Fatos e versões da reforma tributária
Deve-se pensar se é o modelo que o Brasil precisa.
A PEC 45/2019 promete um IBS (Imposto sobre Bens e Serviços) simples, isonômico, neutro, transparente e pretende resolver todos os problemas da tributação sobre o consumo. Será verdade?
Os defensores da PEC 45 afirmam que a versão de que o uso de uma alíquota única seria consenso na literatura internacional. O fato, porém, é que a pesquisa da OCDE “Consumption Tax Trends”, de 2018, demonstra que, de 169 países, 154 (91%) adotam duas ou mais alíquotas. E dentre os 35 países membros da OCDE que utilizam o IVA (Imposto sobre Valor Agregado), apenas dois têm alíquota única. Conclui-se que a maioria dos países tem duas ou mais alíquotas de IVA. Isso porque alíquota única não permite diferenciar bens essenciais de bens supérfluos.
Hamilton Dias de Souza – especialista e mestre em Direito Tributário pela USP, é sócio fundador do Dias de Souza Advogados Associados
O tributarista Hamilton Dias de Souza, sócio-fundador do Dias de Souza Advogados Associados – Divulgação
Outra versão controversa é a afirmação de que as classes mais altas consomem mais produtos da cesta básica e mais serviços. Dados coletados pelo IBGE em 2018 demonstram que despesas com transporte, alimentação e saúde representam, em média, 43,6% do orçamento das famílias brasileiras. Dentre os países membros da OCDE são comuns reduções do IVA para alimentos básicos, saúde, educação e transporte público.
Assim, é evidente que o impacto da alíquota única sobre esses itens será maior no orçamento de famílias com menor renda. Por isso, há necessidade de alíquotas variáveis para minimizar a regressividade da tributação sobre o consumo. Afinal, não é razoável aplicar alíquotas idênticas a bens essenciais, como cesta básica, e de luxo, como joias.
De outro lado, há elementos que desmentem a afirmação de que a PEC 45 não aumentará a carga tributária. Com efeito, embora a alíquota do IBS tenha sido estimada em 25%, não há memória de cálculo que permita averiguar a exatidão desse percentual. Mas não é só. Para não haver queda na arrecadação, sua alíquota deverá equivaler às médias atuais do ICMS, IPI, ISS, PIS e Cofins e ainda haverá a incidência adicional de um novo imposto, o seletivo, que recairá sobre as mesmas bases. Se a alíquota média do seletivo for 2%, o impacto final da PEC 45 será de 27%, no mínimo.

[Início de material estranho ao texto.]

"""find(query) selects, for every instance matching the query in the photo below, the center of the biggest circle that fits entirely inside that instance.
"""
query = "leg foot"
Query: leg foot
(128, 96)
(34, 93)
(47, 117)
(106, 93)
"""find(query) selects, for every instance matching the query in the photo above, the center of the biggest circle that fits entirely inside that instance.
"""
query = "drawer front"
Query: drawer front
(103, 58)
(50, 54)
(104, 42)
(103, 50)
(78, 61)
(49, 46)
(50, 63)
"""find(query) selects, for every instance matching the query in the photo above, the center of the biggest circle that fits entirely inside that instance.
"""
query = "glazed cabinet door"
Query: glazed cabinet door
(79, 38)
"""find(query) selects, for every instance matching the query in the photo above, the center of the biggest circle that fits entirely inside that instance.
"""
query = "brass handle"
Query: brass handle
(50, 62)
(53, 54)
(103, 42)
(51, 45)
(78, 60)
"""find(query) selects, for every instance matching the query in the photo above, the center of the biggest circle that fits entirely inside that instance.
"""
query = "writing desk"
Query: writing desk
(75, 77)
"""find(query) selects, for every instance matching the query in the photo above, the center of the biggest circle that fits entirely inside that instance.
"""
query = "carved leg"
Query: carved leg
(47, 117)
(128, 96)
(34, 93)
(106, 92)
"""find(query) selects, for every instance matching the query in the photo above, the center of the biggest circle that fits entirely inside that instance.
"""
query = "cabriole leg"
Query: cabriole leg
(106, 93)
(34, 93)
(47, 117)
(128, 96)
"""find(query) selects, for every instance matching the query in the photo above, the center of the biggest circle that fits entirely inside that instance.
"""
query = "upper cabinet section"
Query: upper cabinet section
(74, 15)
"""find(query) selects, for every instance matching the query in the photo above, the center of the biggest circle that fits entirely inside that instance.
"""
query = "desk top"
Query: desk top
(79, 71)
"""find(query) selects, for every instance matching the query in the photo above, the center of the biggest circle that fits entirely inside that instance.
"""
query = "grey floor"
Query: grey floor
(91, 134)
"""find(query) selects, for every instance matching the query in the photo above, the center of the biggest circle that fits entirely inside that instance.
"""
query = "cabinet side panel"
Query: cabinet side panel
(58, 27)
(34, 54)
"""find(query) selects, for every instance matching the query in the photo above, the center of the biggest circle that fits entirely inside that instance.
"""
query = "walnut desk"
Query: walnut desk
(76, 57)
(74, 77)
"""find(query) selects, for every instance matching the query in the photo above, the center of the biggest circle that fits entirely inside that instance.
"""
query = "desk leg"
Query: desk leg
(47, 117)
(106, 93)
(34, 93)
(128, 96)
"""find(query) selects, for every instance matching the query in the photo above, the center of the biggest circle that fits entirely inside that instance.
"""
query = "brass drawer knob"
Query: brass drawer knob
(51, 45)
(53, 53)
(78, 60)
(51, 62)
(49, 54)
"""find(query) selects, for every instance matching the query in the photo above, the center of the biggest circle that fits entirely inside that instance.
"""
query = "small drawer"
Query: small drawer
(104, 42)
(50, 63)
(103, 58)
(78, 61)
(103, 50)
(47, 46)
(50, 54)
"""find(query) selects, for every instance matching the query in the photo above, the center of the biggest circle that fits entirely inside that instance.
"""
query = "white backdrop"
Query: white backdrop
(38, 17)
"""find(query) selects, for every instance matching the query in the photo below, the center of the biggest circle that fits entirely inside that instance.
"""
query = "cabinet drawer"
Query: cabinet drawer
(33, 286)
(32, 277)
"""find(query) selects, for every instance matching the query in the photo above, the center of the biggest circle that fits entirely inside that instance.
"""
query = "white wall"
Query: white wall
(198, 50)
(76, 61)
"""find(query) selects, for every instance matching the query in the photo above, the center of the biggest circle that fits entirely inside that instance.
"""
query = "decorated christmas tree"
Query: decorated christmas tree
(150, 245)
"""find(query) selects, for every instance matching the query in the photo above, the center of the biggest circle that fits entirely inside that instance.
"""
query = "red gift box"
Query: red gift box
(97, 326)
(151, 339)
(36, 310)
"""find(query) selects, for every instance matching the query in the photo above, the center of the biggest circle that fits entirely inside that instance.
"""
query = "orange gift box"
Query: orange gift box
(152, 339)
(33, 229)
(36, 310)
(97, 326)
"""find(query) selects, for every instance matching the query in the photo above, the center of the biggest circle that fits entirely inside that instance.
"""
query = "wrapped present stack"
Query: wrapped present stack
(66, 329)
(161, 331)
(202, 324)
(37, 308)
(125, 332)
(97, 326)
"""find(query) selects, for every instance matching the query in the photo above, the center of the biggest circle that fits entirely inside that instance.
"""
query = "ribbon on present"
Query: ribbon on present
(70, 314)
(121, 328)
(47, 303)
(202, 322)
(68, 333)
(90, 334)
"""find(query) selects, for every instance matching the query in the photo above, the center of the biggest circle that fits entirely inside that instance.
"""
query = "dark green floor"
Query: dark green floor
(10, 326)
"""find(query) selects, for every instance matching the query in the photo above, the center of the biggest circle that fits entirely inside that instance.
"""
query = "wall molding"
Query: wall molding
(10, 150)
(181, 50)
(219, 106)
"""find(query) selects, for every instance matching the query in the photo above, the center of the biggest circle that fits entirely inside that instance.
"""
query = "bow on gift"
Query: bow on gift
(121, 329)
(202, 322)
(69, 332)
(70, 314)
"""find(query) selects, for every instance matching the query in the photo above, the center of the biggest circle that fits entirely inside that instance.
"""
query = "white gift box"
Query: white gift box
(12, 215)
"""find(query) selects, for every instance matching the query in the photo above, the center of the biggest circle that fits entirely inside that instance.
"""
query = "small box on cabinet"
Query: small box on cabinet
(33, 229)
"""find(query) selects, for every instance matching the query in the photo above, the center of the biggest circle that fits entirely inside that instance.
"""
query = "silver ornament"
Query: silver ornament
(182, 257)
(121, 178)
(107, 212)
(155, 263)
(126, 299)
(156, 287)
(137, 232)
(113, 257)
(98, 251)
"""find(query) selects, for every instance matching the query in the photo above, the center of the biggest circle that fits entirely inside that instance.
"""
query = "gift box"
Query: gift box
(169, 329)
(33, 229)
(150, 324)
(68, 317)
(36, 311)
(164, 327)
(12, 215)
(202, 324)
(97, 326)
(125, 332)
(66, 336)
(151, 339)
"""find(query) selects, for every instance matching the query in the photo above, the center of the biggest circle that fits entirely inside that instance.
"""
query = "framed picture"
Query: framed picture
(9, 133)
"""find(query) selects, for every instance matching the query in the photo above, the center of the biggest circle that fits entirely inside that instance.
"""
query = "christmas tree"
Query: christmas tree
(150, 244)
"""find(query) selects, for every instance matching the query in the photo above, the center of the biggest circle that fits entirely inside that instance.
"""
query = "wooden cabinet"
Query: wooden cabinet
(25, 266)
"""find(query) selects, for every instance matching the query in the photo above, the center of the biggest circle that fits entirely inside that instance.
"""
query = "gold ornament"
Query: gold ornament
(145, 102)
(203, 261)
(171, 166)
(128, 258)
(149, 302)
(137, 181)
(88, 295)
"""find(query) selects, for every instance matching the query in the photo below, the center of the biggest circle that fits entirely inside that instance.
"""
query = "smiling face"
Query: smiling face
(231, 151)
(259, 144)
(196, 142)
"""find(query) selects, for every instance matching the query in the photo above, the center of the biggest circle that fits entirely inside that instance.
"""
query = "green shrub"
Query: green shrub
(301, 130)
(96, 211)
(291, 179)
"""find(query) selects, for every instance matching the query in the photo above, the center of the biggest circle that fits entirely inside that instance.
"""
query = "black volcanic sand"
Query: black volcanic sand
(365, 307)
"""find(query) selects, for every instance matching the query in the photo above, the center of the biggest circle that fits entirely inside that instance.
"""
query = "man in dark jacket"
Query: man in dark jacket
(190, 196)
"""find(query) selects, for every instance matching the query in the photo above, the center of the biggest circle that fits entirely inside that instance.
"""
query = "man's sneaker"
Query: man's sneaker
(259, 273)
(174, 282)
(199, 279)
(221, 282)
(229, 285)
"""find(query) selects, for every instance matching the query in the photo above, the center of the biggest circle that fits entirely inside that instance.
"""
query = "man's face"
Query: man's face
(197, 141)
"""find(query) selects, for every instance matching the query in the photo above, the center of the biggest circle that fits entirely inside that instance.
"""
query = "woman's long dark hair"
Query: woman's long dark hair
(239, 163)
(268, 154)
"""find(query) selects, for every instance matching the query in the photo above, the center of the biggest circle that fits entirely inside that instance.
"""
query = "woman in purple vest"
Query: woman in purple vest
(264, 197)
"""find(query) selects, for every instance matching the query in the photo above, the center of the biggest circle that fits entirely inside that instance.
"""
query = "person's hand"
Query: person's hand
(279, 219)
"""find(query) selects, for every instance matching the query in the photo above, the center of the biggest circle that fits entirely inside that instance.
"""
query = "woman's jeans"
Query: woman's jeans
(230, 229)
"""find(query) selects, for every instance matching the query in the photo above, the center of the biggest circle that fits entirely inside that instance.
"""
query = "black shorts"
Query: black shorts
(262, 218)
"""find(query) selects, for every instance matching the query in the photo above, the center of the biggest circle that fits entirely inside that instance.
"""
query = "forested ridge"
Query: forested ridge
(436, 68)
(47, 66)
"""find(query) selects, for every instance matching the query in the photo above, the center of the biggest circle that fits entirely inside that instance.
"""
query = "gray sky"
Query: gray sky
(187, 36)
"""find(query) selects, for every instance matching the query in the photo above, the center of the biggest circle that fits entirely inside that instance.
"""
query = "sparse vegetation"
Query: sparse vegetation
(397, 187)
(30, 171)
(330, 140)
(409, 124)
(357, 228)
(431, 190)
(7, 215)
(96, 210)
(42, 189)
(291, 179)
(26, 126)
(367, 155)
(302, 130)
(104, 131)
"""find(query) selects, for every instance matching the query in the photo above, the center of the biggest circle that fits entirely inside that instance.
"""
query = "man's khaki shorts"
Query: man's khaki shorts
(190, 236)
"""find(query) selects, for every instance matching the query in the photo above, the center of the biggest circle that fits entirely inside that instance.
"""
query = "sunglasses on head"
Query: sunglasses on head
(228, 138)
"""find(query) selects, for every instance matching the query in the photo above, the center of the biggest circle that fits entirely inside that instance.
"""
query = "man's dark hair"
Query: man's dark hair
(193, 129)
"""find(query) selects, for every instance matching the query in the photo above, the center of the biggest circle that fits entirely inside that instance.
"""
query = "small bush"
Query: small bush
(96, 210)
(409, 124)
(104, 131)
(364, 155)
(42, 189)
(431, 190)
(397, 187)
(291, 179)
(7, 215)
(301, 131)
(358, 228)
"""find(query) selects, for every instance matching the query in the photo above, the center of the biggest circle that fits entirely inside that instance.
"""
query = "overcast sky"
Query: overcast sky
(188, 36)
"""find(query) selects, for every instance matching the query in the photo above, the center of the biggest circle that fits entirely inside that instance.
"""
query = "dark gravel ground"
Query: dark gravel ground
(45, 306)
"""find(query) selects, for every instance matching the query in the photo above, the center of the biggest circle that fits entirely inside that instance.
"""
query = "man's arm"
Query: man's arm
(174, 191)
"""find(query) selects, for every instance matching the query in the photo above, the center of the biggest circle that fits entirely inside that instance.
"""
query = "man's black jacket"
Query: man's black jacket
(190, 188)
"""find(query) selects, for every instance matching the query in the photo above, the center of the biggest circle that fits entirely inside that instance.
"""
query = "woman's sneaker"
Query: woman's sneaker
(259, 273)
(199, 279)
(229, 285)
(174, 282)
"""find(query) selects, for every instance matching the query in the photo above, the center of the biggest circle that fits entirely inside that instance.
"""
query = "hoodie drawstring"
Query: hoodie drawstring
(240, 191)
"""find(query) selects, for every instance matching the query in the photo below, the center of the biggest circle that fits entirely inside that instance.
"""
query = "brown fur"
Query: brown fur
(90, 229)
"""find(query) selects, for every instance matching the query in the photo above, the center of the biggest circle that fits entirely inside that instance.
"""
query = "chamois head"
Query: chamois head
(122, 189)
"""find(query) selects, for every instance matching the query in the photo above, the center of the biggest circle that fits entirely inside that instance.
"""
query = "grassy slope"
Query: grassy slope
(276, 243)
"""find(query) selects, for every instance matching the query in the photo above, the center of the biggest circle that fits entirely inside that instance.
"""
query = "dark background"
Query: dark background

Além do aumento de carga tributária decorrente da instituição do imposto seletivo, diversos setores serão pesadamente onerados, como profissionais autônomos (da ordem de 470%) e prestadores de serviços no regime do lucro presumido (211% aproximadamente).
Também deve ser considerada a questão federativa. Segundo a Receita Federal, IPI, PIS e Cofins representam 41,5% das receitas tributárias da União. Já o ICMS e o ISS representam, respectivamente, 88% e 43% das receitas tributárias de estados e municípios, conforme levantamento da Endeavour em parceria com a Ernst & Young. Transferir essas receitas para a União, como pretende a PEC, implicará redução da autonomia financeira dos entes descentralizados. Isso porque estados, municípios e Distrito Federal não estarão autorizados a instituir e arrecadar o IBS nem variar alíquotas em função do setor, produto ou das circunstâncias econômico-sociais.
Por fim, não é correto afirmar que a PEC 45/2019 simplificará o sistema. Afinal, serão inseridos 141 dispositivos inéditos na Constituição Federal e cerca de 40 novos conceitos em matéria tributária. Nos dez primeiros anos de vigência do IBS, o país terá que conviver com dois modelos paralelos de tributação sobre o consumo. Nesse período, os contribuintes terão que arcar com custos de conformidade em dobro e estarão sujeitos à fiscalização da União, dos estados e dos municípios, além daquela própria do IBS. Portanto, não haverá simplificação com o IBS proposto.
Em suma, entre fatos e versões, deve-se pensar se essa é a reforma que o Brasil precisa. É necessário que os fatos sejam devidamente considerados.